D. The Record in Zhang’s Case

1. Inconsistent Testimony as a Basis for Finding Zhang Not Credible

Applying these principles to Zhang’s case, we conclude that the IJ’s adverse credibility finding, reiterated by the BIA, is supported by substantial evidence. Certainly, we cannot conclude that no reasonable fact-finder could have failed to credit his persecution claim. See Diallo v. INS, 232 F.3d at 287.

As Zhang himself acknowledges, in assessing credibility, the IJ apparently excused numerous inconsistencies in the record that might be attributable to typographical or translation errors.8 Nevertheless, he concluded that Zhang’s repeated inconsistent statements at the exclusion hearing regarding the sterilization of his wife “seriously undermine[d][his] truthfulness and credibility” with respect to his persecution claim. IJ Decision at 8.9 The BIA concurred *75that “important discrepancies” in Zhang’s account “are indicative of an overall lack of veracity on the part of the applicant.” BIA Decision at l.10

The inconsistencies referenced by the BIA are apparent on the record. In response to questions posed on direct examination, Zhang testified that his wife was sterilized approximately one month after the birth of his second child, which would have dated the sterilization sometime in January 1993. At the same time, he stated that the date of sterilization was much later, on June 5,1993.

*76Q. Aside from the fine [imposed after the birth of your second child], were there any other problems?

A. In addition to the monetary penalty, one month after the kid was — I mean, the baby was born, my wife was taken for sterilization.

Q. When was your wife taken for sterilization?

A. Around June the 5th, ’93.

Q. Didn’t you earlier state that your child was born December 13, 1992?

A. Yeah, the second one is December 13th, ’92.

Q. So your wife was not sterilized then one month afterwards, it was more like six months.

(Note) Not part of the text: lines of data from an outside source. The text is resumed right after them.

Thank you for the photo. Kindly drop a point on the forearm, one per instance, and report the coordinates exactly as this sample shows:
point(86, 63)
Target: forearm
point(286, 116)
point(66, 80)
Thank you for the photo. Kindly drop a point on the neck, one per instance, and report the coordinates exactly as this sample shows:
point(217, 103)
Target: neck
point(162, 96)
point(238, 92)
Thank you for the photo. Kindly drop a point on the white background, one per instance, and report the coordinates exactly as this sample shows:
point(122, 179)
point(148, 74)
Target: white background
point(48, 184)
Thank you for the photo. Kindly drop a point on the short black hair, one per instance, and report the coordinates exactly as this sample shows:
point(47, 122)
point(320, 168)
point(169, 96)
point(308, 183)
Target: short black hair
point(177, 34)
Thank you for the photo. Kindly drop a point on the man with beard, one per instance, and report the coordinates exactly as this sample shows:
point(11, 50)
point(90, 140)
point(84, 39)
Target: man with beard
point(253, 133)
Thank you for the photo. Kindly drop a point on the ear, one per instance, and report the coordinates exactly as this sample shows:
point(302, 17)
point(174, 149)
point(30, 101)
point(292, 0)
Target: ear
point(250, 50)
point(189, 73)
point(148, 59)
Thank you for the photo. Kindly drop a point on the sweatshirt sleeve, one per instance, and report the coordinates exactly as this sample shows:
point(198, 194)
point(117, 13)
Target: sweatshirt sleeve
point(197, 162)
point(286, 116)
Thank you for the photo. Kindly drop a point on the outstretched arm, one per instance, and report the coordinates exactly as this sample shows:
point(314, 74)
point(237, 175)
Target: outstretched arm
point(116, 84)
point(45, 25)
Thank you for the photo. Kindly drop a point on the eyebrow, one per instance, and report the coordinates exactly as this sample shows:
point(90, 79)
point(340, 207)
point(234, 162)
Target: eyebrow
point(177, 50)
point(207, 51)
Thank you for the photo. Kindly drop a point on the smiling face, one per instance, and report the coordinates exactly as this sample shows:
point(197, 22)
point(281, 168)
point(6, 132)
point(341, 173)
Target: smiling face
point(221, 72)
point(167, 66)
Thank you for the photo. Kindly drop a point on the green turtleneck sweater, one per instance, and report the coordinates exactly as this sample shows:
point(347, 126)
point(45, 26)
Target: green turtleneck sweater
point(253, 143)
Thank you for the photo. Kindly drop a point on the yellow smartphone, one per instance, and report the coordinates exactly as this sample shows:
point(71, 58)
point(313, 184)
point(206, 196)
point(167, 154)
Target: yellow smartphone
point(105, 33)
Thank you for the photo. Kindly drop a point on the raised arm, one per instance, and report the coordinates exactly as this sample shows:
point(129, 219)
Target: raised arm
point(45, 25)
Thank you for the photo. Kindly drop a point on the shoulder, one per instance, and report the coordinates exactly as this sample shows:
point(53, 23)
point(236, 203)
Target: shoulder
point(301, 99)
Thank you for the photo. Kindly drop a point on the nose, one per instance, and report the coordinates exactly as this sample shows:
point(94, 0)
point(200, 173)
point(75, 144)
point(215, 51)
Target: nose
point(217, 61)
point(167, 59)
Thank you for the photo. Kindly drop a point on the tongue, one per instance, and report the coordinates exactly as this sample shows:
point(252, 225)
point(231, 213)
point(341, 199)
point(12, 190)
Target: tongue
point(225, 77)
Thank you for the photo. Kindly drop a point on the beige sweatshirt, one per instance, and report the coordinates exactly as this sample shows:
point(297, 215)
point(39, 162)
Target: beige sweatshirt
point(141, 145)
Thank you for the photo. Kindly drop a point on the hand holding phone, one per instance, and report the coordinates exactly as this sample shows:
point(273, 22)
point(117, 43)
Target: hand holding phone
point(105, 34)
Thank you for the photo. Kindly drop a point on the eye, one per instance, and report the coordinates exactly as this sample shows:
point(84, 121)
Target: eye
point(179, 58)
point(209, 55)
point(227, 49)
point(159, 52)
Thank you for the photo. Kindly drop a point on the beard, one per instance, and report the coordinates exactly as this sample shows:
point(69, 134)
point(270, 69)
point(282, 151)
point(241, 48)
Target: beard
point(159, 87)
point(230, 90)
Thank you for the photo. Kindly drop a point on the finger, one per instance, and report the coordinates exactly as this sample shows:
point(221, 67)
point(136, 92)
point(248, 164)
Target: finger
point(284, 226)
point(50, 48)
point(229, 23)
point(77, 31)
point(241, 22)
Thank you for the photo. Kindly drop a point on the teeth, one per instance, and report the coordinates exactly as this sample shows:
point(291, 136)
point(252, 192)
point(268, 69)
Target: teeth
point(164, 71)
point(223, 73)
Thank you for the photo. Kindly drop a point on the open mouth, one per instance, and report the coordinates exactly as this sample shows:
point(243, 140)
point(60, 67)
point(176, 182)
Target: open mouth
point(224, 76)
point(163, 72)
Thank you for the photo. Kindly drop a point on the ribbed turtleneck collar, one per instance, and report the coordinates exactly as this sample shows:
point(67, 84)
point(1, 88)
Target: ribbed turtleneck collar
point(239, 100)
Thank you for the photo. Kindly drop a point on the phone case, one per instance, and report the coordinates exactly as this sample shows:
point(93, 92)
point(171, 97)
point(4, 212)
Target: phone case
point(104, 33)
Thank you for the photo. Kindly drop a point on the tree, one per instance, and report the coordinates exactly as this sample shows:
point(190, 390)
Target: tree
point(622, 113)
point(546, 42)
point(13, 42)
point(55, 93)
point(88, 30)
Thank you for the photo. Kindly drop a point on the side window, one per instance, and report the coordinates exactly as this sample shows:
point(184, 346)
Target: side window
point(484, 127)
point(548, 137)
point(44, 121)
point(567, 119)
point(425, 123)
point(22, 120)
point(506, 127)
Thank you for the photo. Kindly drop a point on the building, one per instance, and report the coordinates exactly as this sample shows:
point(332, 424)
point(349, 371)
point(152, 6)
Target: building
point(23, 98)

Isn’t that correct?

A. No.

Q. When did they — when did you first find out that they wanted to sterilize your wife?

A. June the — June the 5th.

Hearing Tr. at 11-12.

Later on direct examination, in recounting the circumstances under which Chinese officials required his wife’s sterilization, Zhang again testified in a way that suggested that the forcible procedure occurred relatively soon after the December 1992 birth of his second child. He stated that his wife was confronted by a number of Chinese officials “not long after the— giving birth of the baby,” but because “her health was very weak,” she asked for more time, and the officials refused, telling her, “No, there’s no[ ] choice. You have to go today.” Id. at 16.

Zhang does not dispute that his wife’s purported sterilization was critical to his asylum claim and that it was reasonable to expect him to recall the time and circumstances under which he learned of this event. Instead, he argues that his testimonial discrepancies are less indicative of his lack of credibility than of incompetent interpretation and his attorney’s unfamiliarity with the case. This argument, however, is entirely speculative and without support in the record. In any event, Zhang must do more than offer a “plausible” explanation for his inconsistent statements to secure relief; “he must demonstrate that a reasonable fact-finder would be compelled to credit his testimony.” Wu Biao Chen v. INS, 344 F.3d at 275.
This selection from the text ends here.